Klon Sheila—yah, Sheila adalah wanita terakhir di dunia yang kukira akan bertele-tele, namun dia malah bersusah payah memperingatkanku tentang hal ini. Apa sebenarnya maksud semua ini?
“Aku ingin kau menjual bola-bola ini—tidak, senjata-senjata ini secara eksklusif kepadaku, setidaknya untuk sementara waktu.”
“Khusus untukmu? Tentu saja… Tapi mengapa?”
Klon Sheila menatapku dengan kaget.
“Hah? Apa aku mengatakan sesuatu yang aneh?”

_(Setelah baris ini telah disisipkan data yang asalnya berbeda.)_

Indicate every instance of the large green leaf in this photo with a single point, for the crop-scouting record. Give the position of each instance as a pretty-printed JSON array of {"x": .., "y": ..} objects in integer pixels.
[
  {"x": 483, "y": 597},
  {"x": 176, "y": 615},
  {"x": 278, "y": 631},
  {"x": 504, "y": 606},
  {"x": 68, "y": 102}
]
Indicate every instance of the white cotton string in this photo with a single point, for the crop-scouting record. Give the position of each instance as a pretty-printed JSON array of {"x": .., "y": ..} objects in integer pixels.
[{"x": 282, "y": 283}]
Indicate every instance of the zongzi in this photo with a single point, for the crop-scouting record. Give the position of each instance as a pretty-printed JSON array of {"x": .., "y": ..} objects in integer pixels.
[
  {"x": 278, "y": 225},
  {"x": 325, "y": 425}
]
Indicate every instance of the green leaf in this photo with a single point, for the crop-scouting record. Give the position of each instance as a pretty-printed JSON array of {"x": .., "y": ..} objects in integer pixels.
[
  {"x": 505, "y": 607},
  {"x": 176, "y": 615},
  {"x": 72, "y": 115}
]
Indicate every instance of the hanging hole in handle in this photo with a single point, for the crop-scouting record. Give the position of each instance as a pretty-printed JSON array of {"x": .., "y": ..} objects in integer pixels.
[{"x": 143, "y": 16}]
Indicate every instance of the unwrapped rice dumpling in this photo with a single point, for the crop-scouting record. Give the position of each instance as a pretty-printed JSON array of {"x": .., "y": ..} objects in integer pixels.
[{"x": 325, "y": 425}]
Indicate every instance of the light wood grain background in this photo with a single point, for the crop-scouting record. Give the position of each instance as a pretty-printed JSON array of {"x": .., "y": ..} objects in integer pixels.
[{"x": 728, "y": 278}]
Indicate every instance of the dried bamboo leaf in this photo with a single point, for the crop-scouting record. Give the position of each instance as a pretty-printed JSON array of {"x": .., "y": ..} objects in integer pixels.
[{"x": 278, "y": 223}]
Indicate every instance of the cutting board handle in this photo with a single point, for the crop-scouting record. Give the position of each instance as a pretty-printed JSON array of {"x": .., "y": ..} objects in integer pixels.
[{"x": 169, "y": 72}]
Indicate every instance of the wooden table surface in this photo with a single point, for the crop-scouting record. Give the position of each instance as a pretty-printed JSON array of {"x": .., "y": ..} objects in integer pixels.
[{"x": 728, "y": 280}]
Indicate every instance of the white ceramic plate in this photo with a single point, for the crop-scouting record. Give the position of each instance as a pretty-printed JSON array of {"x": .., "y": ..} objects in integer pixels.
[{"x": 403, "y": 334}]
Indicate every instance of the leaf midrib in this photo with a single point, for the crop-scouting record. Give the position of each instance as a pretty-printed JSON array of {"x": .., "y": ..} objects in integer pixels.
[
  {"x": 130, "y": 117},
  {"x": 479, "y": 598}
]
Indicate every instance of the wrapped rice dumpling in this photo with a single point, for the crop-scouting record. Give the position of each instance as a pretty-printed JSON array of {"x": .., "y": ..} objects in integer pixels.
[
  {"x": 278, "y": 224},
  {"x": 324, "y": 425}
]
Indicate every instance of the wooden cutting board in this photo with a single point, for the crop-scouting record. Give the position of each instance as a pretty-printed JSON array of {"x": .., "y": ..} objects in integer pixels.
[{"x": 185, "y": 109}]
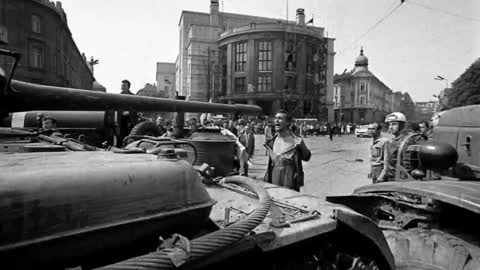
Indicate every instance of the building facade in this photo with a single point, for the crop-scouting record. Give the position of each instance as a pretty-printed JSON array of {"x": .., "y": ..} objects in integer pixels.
[
  {"x": 166, "y": 79},
  {"x": 235, "y": 58},
  {"x": 425, "y": 110},
  {"x": 360, "y": 97},
  {"x": 38, "y": 30}
]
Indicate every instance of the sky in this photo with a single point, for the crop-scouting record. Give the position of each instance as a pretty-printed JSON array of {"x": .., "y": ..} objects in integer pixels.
[{"x": 418, "y": 41}]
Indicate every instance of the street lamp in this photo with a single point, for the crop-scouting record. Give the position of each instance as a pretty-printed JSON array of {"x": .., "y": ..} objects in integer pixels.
[
  {"x": 440, "y": 78},
  {"x": 338, "y": 104}
]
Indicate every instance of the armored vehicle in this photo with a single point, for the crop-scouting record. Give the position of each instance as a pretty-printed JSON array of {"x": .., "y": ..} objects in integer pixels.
[
  {"x": 67, "y": 204},
  {"x": 431, "y": 213}
]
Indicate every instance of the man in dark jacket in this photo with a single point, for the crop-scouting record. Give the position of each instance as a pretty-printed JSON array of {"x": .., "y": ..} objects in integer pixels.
[
  {"x": 247, "y": 139},
  {"x": 287, "y": 151}
]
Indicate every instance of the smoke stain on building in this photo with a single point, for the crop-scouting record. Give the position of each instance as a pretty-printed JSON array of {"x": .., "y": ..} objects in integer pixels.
[
  {"x": 273, "y": 63},
  {"x": 38, "y": 30}
]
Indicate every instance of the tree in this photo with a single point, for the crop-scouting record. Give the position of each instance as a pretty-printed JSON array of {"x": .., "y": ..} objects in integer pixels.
[{"x": 466, "y": 89}]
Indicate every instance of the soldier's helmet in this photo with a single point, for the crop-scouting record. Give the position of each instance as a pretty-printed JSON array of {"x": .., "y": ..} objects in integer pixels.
[{"x": 395, "y": 117}]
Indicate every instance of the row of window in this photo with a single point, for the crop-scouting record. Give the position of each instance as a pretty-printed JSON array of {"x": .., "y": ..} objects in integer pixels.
[
  {"x": 264, "y": 49},
  {"x": 264, "y": 84}
]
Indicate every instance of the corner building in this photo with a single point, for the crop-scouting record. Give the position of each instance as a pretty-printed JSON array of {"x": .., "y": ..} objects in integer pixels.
[
  {"x": 360, "y": 97},
  {"x": 234, "y": 58},
  {"x": 38, "y": 30}
]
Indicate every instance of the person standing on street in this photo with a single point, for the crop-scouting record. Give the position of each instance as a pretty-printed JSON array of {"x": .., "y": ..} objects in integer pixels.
[
  {"x": 268, "y": 134},
  {"x": 377, "y": 157},
  {"x": 332, "y": 131},
  {"x": 127, "y": 119},
  {"x": 398, "y": 127},
  {"x": 247, "y": 139},
  {"x": 287, "y": 152}
]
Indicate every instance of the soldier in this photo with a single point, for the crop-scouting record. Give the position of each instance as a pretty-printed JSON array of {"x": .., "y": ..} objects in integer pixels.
[
  {"x": 398, "y": 127},
  {"x": 377, "y": 157},
  {"x": 425, "y": 130}
]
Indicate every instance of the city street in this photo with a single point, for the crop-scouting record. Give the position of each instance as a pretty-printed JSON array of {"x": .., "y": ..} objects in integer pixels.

“Astaga… Kamu benar-benar tidak tahu apa-apa?”
“Eh… Apa aku seharusnya tahu? Apakah itu begitu jelas?”
“Ya, begitulah…” Klon Sheila perlahan mengangguk.
Apa ya kira-kira? Dia bilang seharusnya sudah jelas, tapi aku benar-benar tidak tahu.
Lardon terkekeh. “Lupakan saja. Ini mustahil bagimu.”
“Apakah sekarang?”
“Memang benar. Lagipula…” Aku bisa mendengar seringai main-main dalam suara Lardon. “Seperti yang selalu kukatakan, kau sudah baik apa adanya.”
Aku memiringkan kepala, semakin bingung dari sebelumnya. Aku bisa merasakan bahwa Lardon sedang dalam suasana hati yang agak nakal, tetapi cara dia mengatakannya malah membuatku semakin bingung.
Di sisi lain, klon Sheila jauh lebih lugas. Dia menjawab saya dengan sangat jelas.
“Ini adalah senjata yang luar biasa. Bayangkan—sangat ampuh, sangat mudah digunakan, dan hanya tersedia untukmu. Keuntungan yang sangat besar, bukan? Dalam konflik, jika kedua belah pihak memilikinya, kerusakannya akan sangat dahsyat.”
“Ohh. Itu sebabnya kau ingin aku menjualnya hanya padamu.” Baiklah, sekarang aku mengerti.
Klon Sheila mengangguk. “Kumohon, aku mohon. Jika kau mengizinkanku hak pembelian eksklusif…aku bersedia melakukan apa saja .”
Tatapan matanya tampak sangat serius dan menakutkan saat ia menatapku dengan tegas.